After a user has been authenticated to access files in a system, the user has to be authorized in order to determine if they are allowed partial or full access to certain files. The authorization policy of a system determines what a user can do. For example, an employee has to first authenticate themselves while trying to access the company’s system software. After successful authentication, the employee can access only those files which the system administrator has authorized them to access.
What are the features of uqudo’s authentication process?
uqudo’s authentication process uses state-of-the-art biometrics for passwordless login, multi-factor authentication, account recovery, transaction authorization, and more.
- Passwordless login
As the term indicates, passwordless login refers to user authentication without the hassle of using a password and using other methods like verifying credentials using a secondary device, biometrics, or OTPs for authenticating a user.
- Biometric Authentication
A comprehensive biometric authentication solution is another important feature of uqudo’s authentication process. In this, users are verified using specific physical features such as facial recognition, fingerprint scans, retina, and iris recognition. Since biometrics are hard to replicate, this solution is very secure.
- Two-Factor Authentication
2FA adds a second layer of authentication while verifying a user’s identity. uqudo’s two-factor authentication service uses facial recognition as the second factor, making it very difficult to be stolen by identity thieves.

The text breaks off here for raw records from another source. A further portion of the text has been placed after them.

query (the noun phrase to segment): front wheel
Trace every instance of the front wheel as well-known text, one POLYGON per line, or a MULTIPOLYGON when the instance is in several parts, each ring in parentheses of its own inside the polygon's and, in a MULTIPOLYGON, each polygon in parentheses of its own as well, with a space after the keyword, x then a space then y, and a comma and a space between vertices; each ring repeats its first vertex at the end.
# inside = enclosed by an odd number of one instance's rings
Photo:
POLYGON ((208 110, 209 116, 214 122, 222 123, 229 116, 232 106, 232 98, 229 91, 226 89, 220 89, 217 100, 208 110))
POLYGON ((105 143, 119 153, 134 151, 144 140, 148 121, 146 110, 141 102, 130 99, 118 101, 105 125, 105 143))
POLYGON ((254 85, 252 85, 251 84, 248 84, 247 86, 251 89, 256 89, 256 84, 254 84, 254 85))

- FIDO & FIDO2 Authentication
uqudo uses Fast Identity Online for an extra secure authentication process. FIDO2 represents a passwordless authentication process on top of an existing two-factor authentication, making the system even more secure. uqudo’s FIDO2 authentication services use a combination of authentication and cryptography making our passwordless authentication services very safe.
- Account Recovery
When a user is unable to authenticate themselves for whatever reason they have to recover their account through a number of steps. Generally, a user has to answer various questions or validate themselves through numerous OTPs to recover their account. However, uqudo’s account recovery solutions involve easier steps like face, fingerprint, or voice verification to authenticate the account owner.
- Transactional authorization
Transactional authorization is an important step for authorization of an online transaction, to check if a transaction has been done by the authorized bank account holder or not. uqudo’s transactional authorization services verify sensitive operations for banking systems using time-based OTPs or biometric sign-ins.
How does uqudo’s authentication system work?
uqudo’s fast and highly secure authentication procedure involves the following steps:
- A selfie of the user and biometric data is captured during the signing-up process.
- For logging in, the user has to simply verify their biometrics
- The captured biometric can then be used for two-factor authentication, account recovery, and transaction authentication.
Why choose uqudo for your organization’s seamless authentication process?
- uqudo’s impeccable authentication helps enhance your user experience with fast and frictionless logins.
- Our stringent authentication policy eliminates the chances of stolen identities due to weak or misused passwords.
- Our easy-to-implement authentication protocols eliminate your need for extensive IT support for everyday authentication processes.
- To reduce the hassle of constant log-ins, our ongoing KYC procedures can help authenticate your future transactions.